What’s a Good Reputation Worth?
Your online reputation is important for a number of logical — even obvious — reasons. Over the past several years, software vendors and analysts alike have documented the relationship between online sentiment expressed on review sites and social media, and overall brand health.
But it’s been considerably harder to map the concrete benefits of online reputation management — namely, return on investment (ROI). Although most of us can make the logical connection between a strong online brand and increased business, tangible ROI has been more challenging to prove.
Reputation analyzed data from hundreds of customers, over multiple years, to quantify the ROI of online reputation management activities and best practices.
The results are conclusive: Effective online reputation management helps multi-location organizations generate more business and reduce operating costs. Some examples of results include:
- A Big-Three automaker increased dealership revenue by over $100 million per year.

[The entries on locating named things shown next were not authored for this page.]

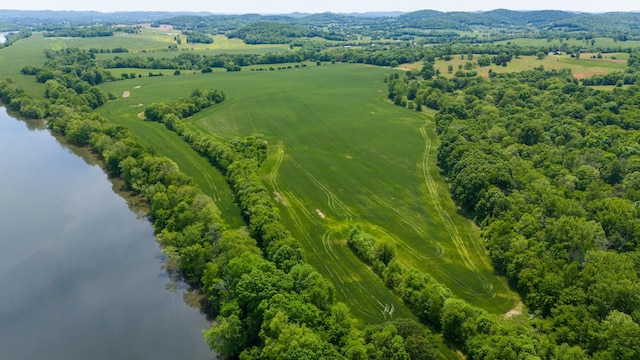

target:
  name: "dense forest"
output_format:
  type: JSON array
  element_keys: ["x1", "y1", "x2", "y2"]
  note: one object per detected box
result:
[{"x1": 388, "y1": 49, "x2": 640, "y2": 359}]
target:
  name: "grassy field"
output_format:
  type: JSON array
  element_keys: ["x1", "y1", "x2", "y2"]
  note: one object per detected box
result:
[
  {"x1": 495, "y1": 37, "x2": 640, "y2": 48},
  {"x1": 95, "y1": 64, "x2": 517, "y2": 322},
  {"x1": 428, "y1": 54, "x2": 628, "y2": 79},
  {"x1": 0, "y1": 37, "x2": 518, "y2": 330}
]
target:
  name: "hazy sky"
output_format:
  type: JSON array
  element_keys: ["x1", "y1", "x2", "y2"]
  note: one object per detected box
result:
[{"x1": 6, "y1": 0, "x2": 640, "y2": 14}]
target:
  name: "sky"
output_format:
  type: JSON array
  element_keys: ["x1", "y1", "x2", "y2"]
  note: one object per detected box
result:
[{"x1": 0, "y1": 0, "x2": 640, "y2": 14}]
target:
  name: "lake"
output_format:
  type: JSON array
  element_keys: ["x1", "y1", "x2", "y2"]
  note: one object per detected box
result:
[{"x1": 0, "y1": 107, "x2": 215, "y2": 360}]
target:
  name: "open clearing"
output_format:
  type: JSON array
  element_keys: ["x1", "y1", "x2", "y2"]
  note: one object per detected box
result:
[{"x1": 100, "y1": 64, "x2": 517, "y2": 322}]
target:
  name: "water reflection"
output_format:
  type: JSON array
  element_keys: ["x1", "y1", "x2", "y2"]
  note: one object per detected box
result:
[{"x1": 0, "y1": 108, "x2": 215, "y2": 359}]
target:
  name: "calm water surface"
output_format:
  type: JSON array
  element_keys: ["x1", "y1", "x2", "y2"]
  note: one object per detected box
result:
[{"x1": 0, "y1": 108, "x2": 215, "y2": 360}]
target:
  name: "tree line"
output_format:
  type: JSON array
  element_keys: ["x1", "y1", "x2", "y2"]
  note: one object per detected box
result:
[
  {"x1": 140, "y1": 86, "x2": 450, "y2": 359},
  {"x1": 0, "y1": 74, "x2": 450, "y2": 359},
  {"x1": 388, "y1": 53, "x2": 640, "y2": 359}
]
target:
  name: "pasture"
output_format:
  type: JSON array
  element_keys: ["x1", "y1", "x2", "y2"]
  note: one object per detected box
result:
[
  {"x1": 99, "y1": 64, "x2": 518, "y2": 322},
  {"x1": 428, "y1": 54, "x2": 628, "y2": 79}
]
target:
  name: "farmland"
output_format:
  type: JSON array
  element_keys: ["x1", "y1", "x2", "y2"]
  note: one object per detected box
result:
[
  {"x1": 101, "y1": 64, "x2": 517, "y2": 320},
  {"x1": 0, "y1": 10, "x2": 640, "y2": 358}
]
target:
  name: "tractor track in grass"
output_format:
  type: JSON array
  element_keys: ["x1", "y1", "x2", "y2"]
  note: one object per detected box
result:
[
  {"x1": 360, "y1": 186, "x2": 444, "y2": 259},
  {"x1": 193, "y1": 163, "x2": 222, "y2": 202},
  {"x1": 289, "y1": 158, "x2": 355, "y2": 220},
  {"x1": 266, "y1": 149, "x2": 402, "y2": 319},
  {"x1": 420, "y1": 123, "x2": 495, "y2": 296}
]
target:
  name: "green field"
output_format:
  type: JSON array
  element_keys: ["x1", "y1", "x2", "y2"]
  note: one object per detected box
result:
[
  {"x1": 428, "y1": 54, "x2": 628, "y2": 79},
  {"x1": 95, "y1": 64, "x2": 518, "y2": 322},
  {"x1": 0, "y1": 37, "x2": 518, "y2": 330},
  {"x1": 495, "y1": 37, "x2": 640, "y2": 48}
]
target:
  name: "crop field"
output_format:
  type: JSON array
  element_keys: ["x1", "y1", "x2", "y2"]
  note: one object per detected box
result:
[
  {"x1": 430, "y1": 54, "x2": 627, "y2": 79},
  {"x1": 100, "y1": 64, "x2": 518, "y2": 322},
  {"x1": 495, "y1": 37, "x2": 640, "y2": 48}
]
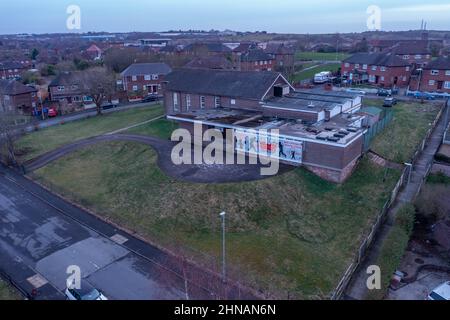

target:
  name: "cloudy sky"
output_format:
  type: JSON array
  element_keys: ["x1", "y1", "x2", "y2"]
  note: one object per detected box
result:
[{"x1": 0, "y1": 0, "x2": 450, "y2": 34}]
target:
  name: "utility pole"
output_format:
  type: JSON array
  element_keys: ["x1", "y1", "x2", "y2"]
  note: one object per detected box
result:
[{"x1": 220, "y1": 212, "x2": 227, "y2": 283}]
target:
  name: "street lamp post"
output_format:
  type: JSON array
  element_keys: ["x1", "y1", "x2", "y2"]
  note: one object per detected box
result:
[{"x1": 220, "y1": 212, "x2": 226, "y2": 282}]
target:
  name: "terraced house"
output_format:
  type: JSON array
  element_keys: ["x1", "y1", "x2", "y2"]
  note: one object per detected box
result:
[
  {"x1": 164, "y1": 69, "x2": 365, "y2": 183},
  {"x1": 341, "y1": 53, "x2": 413, "y2": 88}
]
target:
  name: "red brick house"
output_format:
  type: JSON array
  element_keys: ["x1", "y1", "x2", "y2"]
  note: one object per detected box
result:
[
  {"x1": 164, "y1": 69, "x2": 365, "y2": 183},
  {"x1": 121, "y1": 63, "x2": 172, "y2": 97},
  {"x1": 0, "y1": 80, "x2": 38, "y2": 115},
  {"x1": 238, "y1": 49, "x2": 276, "y2": 71},
  {"x1": 410, "y1": 57, "x2": 450, "y2": 93},
  {"x1": 341, "y1": 53, "x2": 412, "y2": 88},
  {"x1": 0, "y1": 61, "x2": 26, "y2": 80}
]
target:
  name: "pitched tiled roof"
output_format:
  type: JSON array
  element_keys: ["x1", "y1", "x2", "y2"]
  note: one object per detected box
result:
[
  {"x1": 344, "y1": 53, "x2": 410, "y2": 67},
  {"x1": 166, "y1": 69, "x2": 280, "y2": 100},
  {"x1": 121, "y1": 62, "x2": 172, "y2": 77},
  {"x1": 423, "y1": 57, "x2": 450, "y2": 70},
  {"x1": 0, "y1": 80, "x2": 37, "y2": 95},
  {"x1": 241, "y1": 49, "x2": 273, "y2": 62}
]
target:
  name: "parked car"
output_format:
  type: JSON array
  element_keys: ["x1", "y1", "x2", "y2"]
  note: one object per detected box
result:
[
  {"x1": 414, "y1": 92, "x2": 436, "y2": 100},
  {"x1": 65, "y1": 281, "x2": 108, "y2": 301},
  {"x1": 47, "y1": 108, "x2": 58, "y2": 118},
  {"x1": 428, "y1": 281, "x2": 450, "y2": 301},
  {"x1": 345, "y1": 88, "x2": 366, "y2": 96},
  {"x1": 377, "y1": 89, "x2": 392, "y2": 97},
  {"x1": 383, "y1": 97, "x2": 398, "y2": 108}
]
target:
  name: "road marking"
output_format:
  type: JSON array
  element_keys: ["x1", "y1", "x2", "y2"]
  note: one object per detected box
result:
[
  {"x1": 110, "y1": 233, "x2": 128, "y2": 244},
  {"x1": 27, "y1": 274, "x2": 48, "y2": 289}
]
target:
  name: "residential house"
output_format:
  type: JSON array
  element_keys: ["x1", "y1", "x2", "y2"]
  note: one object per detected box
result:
[
  {"x1": 0, "y1": 61, "x2": 27, "y2": 79},
  {"x1": 341, "y1": 53, "x2": 412, "y2": 88},
  {"x1": 239, "y1": 49, "x2": 275, "y2": 71},
  {"x1": 121, "y1": 63, "x2": 172, "y2": 97},
  {"x1": 164, "y1": 69, "x2": 365, "y2": 183},
  {"x1": 410, "y1": 57, "x2": 450, "y2": 93},
  {"x1": 0, "y1": 80, "x2": 39, "y2": 115},
  {"x1": 48, "y1": 71, "x2": 92, "y2": 107}
]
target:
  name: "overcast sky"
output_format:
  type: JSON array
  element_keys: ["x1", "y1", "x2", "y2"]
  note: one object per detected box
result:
[{"x1": 0, "y1": 0, "x2": 450, "y2": 34}]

- Hospitals with a high Reputation Score earn an incremental $1.2 million per bed, per year.
- An urgent care and walk-in clinic provider increased new patient revenue by $165,000 per month.
- A large regional bank saves approximately $300,000 annually through automation.
What You Will Learn
- How online reputation management (ORM) helps businesses increase revenue and reduce operating costs.

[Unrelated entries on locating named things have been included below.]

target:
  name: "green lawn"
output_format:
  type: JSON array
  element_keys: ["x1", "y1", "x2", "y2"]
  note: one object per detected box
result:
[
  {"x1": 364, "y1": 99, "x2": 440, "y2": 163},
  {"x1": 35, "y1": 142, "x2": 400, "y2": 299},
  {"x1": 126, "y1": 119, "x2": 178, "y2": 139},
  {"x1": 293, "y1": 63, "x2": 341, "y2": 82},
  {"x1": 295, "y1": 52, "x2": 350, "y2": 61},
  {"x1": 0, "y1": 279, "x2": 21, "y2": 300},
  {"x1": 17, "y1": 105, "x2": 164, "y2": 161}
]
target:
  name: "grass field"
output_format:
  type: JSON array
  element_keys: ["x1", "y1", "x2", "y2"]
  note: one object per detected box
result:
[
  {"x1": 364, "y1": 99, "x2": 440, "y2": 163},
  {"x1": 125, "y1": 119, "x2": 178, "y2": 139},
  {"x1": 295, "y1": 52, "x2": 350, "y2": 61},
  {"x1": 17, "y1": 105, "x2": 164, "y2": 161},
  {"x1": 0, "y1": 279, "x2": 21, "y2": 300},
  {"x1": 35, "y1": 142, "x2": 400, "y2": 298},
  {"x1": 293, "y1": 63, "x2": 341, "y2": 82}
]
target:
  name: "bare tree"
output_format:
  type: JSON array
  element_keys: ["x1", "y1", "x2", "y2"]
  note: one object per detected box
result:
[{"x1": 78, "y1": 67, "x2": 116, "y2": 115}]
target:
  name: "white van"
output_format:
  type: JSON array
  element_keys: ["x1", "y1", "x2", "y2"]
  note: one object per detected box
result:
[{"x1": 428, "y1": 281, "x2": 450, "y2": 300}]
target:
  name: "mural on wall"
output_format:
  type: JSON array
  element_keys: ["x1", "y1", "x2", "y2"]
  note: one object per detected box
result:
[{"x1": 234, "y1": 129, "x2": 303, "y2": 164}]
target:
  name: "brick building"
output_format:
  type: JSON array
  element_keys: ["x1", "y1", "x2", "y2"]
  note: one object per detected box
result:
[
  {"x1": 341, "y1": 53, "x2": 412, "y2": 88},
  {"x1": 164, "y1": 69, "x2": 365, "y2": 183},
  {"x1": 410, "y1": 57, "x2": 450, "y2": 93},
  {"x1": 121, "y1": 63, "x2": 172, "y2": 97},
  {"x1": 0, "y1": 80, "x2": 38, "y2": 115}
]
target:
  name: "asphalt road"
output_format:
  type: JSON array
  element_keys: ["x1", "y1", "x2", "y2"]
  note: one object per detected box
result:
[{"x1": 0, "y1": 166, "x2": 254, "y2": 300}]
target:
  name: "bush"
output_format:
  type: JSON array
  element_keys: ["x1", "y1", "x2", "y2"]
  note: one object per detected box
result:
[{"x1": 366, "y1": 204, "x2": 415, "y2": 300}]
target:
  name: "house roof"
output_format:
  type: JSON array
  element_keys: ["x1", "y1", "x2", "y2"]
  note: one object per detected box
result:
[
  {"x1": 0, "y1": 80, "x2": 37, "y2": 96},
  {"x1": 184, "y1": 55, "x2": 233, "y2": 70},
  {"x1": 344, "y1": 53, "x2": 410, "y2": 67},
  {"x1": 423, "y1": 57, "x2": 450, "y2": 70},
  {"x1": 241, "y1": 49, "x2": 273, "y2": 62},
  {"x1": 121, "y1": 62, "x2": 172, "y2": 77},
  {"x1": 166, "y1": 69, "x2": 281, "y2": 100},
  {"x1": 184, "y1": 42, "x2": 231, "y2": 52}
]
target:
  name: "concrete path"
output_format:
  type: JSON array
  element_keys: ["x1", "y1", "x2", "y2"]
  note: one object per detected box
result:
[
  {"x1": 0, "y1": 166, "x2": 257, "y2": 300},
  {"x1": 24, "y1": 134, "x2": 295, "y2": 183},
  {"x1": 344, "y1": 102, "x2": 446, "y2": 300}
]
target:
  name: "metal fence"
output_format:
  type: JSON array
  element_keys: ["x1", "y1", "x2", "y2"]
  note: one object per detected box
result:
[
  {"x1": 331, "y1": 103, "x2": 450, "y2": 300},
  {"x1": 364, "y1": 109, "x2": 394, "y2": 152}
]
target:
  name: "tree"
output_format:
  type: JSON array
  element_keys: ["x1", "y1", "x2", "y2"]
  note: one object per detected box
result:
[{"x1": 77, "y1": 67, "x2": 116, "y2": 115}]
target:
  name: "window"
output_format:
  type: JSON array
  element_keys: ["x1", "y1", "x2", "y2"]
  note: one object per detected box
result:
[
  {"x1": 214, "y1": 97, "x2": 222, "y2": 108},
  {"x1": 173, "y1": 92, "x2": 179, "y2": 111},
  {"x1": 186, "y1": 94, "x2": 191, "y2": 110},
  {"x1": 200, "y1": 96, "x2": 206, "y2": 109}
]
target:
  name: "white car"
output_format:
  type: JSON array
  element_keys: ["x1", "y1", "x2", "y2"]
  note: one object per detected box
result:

- The critical KPIs to track and measure for effective ROI calculation.
- Foundational formulas for calculating top-line and bottom-line ROI for your industry.
- Selling the value — how to gain buy-in for ORM within your organization.
Two Paths to ROI
Reputation.com research and data has firmly established that there is a direct correlation between ORM and ROI. This ROI can be realized in two specific ways: Top-line revenue growth and as bottom-line cost savings.
Top-line revenue growth is achieved by selling more of your goods and services, by selling at a premium or — ideally — both. Advertising can help you sell more (using billboards, television and radio ads, in-store promotions and so on), but it’s rarely effective at helping you sell at a premium. The direct impact of advertising is extremely hard to anticipate. Within a specific region, segment or buying window, can you predict what the actual results of your advertising spend will be? Also, the impact of advertising is fleeting — stop advertising and your sales will taper rapidly. On the other hand, the impact of reputation management spend on revenue is predictable, measurable and significantly longer-lasting.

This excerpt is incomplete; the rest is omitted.